The following function really should be compiled to an empty function (DSE should first remove the store and then free of a malloc with no change inbetween and we should remove both calls). void *malloc(__SIZE_TYPE__); void free(void*); int f(void) { char *i = malloc(1); *i = 1; free (i); } This is something which is useful when we want to much higer level optimizations.
Subject: Re: New: Missing DSE/malloc/free optimization > void *malloc(__SIZE_TYPE__); > void free(void*); > int f(void) > { > char *i = malloc(1); > *i = 1; > free (i); > } > > This is something which is useful when we want to much higer level optimizations. This would require an attribute free, which is on the tree-profiling branch Otherwise, you wouldn't know that free is really "free"
I have a patch for the DSE part. The malloc part shouldn't be too difficult. The free part is more interesting. Basically the pointer use in free (p) should mark the malloc necessary but really nothing is there to mark the free necessary if it is (the free is necessary iff the malloc is necessary but nothing provides this link to provide easy integration with the DCE worklist implementation).

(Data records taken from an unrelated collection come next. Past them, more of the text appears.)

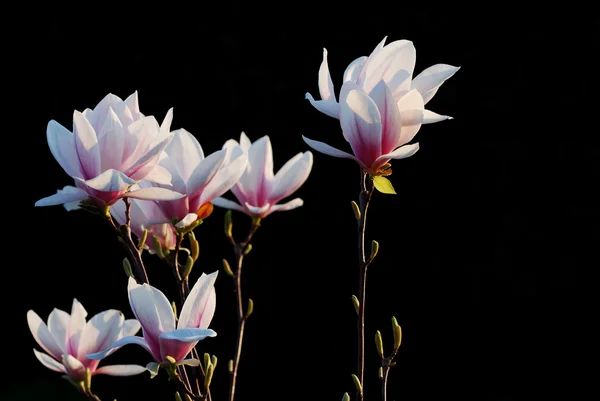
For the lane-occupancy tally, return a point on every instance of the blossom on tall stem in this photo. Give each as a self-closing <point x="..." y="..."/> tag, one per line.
<point x="161" y="337"/>
<point x="381" y="106"/>
<point x="200" y="179"/>
<point x="258" y="190"/>
<point x="67" y="338"/>
<point x="111" y="148"/>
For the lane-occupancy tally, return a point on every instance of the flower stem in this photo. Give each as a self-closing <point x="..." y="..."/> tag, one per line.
<point x="240" y="250"/>
<point x="366" y="190"/>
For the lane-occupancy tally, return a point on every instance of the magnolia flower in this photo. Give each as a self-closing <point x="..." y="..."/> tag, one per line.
<point x="381" y="106"/>
<point x="154" y="312"/>
<point x="68" y="338"/>
<point x="258" y="190"/>
<point x="199" y="178"/>
<point x="110" y="149"/>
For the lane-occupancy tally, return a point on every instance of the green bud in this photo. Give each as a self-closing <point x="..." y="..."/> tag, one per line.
<point x="227" y="268"/>
<point x="357" y="383"/>
<point x="356" y="303"/>
<point x="356" y="210"/>
<point x="127" y="267"/>
<point x="249" y="308"/>
<point x="374" y="249"/>
<point x="228" y="224"/>
<point x="379" y="343"/>
<point x="397" y="334"/>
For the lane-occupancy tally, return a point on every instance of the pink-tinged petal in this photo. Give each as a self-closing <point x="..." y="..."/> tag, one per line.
<point x="431" y="117"/>
<point x="411" y="113"/>
<point x="74" y="368"/>
<point x="328" y="107"/>
<point x="199" y="307"/>
<point x="257" y="210"/>
<point x="431" y="78"/>
<point x="75" y="328"/>
<point x="120" y="370"/>
<point x="227" y="204"/>
<point x="186" y="151"/>
<point x="205" y="171"/>
<point x="401" y="153"/>
<point x="166" y="124"/>
<point x="179" y="343"/>
<point x="151" y="308"/>
<point x="390" y="116"/>
<point x="225" y="178"/>
<point x="291" y="176"/>
<point x="58" y="322"/>
<point x="99" y="332"/>
<point x="86" y="145"/>
<point x="329" y="150"/>
<point x="361" y="123"/>
<point x="325" y="82"/>
<point x="62" y="146"/>
<point x="118" y="344"/>
<point x="130" y="327"/>
<point x="354" y="68"/>
<point x="49" y="362"/>
<point x="42" y="335"/>
<point x="293" y="204"/>
<point x="66" y="195"/>
<point x="187" y="220"/>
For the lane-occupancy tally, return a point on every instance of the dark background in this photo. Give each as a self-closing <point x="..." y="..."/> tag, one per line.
<point x="487" y="251"/>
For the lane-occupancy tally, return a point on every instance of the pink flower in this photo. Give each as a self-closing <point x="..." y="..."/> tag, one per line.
<point x="201" y="179"/>
<point x="68" y="338"/>
<point x="381" y="106"/>
<point x="258" y="191"/>
<point x="111" y="148"/>
<point x="154" y="312"/>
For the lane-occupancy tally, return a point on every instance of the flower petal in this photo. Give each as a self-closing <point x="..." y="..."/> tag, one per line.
<point x="42" y="335"/>
<point x="291" y="176"/>
<point x="66" y="195"/>
<point x="49" y="362"/>
<point x="199" y="307"/>
<point x="120" y="370"/>
<point x="62" y="146"/>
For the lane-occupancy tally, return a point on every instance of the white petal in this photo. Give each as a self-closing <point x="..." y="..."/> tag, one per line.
<point x="120" y="370"/>
<point x="42" y="335"/>
<point x="62" y="145"/>
<point x="199" y="307"/>
<point x="49" y="362"/>
<point x="66" y="195"/>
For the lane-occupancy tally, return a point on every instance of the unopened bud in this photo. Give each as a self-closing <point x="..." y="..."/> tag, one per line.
<point x="379" y="343"/>
<point x="227" y="268"/>
<point x="356" y="303"/>
<point x="127" y="267"/>
<point x="356" y="210"/>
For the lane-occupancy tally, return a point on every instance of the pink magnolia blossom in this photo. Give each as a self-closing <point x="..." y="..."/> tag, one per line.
<point x="68" y="338"/>
<point x="111" y="148"/>
<point x="381" y="106"/>
<point x="259" y="190"/>
<point x="155" y="314"/>
<point x="201" y="179"/>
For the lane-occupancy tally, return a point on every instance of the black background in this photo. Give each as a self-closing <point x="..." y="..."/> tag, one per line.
<point x="487" y="251"/>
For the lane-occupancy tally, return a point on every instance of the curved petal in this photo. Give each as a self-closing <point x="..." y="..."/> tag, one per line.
<point x="199" y="307"/>
<point x="151" y="308"/>
<point x="118" y="344"/>
<point x="62" y="146"/>
<point x="66" y="195"/>
<point x="227" y="204"/>
<point x="42" y="335"/>
<point x="291" y="176"/>
<point x="120" y="370"/>
<point x="49" y="362"/>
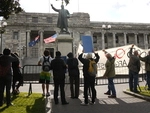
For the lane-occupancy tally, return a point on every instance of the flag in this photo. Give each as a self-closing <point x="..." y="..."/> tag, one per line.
<point x="50" y="39"/>
<point x="33" y="42"/>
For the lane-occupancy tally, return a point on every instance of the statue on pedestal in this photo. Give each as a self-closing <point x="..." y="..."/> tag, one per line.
<point x="62" y="21"/>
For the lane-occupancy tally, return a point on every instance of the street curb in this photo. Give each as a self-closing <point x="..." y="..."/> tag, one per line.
<point x="137" y="95"/>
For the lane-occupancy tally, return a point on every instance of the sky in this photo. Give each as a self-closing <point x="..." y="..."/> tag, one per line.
<point x="135" y="11"/>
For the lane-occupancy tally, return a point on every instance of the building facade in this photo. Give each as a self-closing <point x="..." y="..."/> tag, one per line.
<point x="24" y="27"/>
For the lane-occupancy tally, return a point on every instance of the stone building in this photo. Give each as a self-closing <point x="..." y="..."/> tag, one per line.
<point x="24" y="27"/>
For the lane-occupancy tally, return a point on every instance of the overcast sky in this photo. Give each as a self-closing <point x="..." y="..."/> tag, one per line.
<point x="137" y="11"/>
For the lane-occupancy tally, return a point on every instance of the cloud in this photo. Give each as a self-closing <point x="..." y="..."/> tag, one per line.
<point x="99" y="10"/>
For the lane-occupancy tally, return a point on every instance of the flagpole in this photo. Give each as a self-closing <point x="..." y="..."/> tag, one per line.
<point x="78" y="5"/>
<point x="49" y="6"/>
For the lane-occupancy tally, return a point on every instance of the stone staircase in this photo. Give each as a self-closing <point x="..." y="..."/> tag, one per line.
<point x="29" y="61"/>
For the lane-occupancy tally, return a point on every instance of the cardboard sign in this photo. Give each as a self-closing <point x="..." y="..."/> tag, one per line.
<point x="87" y="43"/>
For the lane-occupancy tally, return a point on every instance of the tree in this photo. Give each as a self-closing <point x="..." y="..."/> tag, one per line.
<point x="8" y="7"/>
<point x="66" y="1"/>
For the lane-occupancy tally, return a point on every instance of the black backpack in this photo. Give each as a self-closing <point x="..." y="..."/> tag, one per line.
<point x="4" y="66"/>
<point x="46" y="64"/>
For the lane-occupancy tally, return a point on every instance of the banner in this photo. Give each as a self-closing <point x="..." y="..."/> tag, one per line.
<point x="122" y="58"/>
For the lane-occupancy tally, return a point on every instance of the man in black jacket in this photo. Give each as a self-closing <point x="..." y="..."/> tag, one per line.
<point x="58" y="66"/>
<point x="73" y="70"/>
<point x="89" y="81"/>
<point x="6" y="75"/>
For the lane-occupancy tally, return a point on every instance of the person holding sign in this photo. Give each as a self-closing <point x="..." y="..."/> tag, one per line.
<point x="146" y="59"/>
<point x="134" y="68"/>
<point x="110" y="74"/>
<point x="89" y="81"/>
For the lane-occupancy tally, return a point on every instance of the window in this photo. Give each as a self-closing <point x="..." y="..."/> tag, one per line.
<point x="138" y="40"/>
<point x="49" y="19"/>
<point x="34" y="52"/>
<point x="81" y="34"/>
<point x="15" y="36"/>
<point x="117" y="39"/>
<point x="94" y="39"/>
<point x="127" y="39"/>
<point x="105" y="39"/>
<point x="35" y="19"/>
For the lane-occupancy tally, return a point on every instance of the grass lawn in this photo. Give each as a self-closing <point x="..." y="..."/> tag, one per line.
<point x="34" y="103"/>
<point x="144" y="91"/>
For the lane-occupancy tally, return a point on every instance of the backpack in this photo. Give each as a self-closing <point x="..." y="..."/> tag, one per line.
<point x="92" y="68"/>
<point x="4" y="68"/>
<point x="46" y="64"/>
<point x="73" y="64"/>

Maybe a two-stage implementation would work where we replace an unnecessary malloc () with a NULL assignment (so the free becomes a no-op and is eventually folded away after CCP). A little bit hackish - and dependent on free (NULL) (if it happens to persist) to not fault.
Hm, it's not _that_ simple. A fab hack is easier I guess.
And we want to optimize void *malloc(__SIZE_TYPE__); void free(void*); void abort(void); int f(void) { char *i = malloc(1); if (i == (void *)0) abort (); *i = 1; free (i); } the same (removing the check and the abort() call). Which asks for doing the task all at once. Somewhere.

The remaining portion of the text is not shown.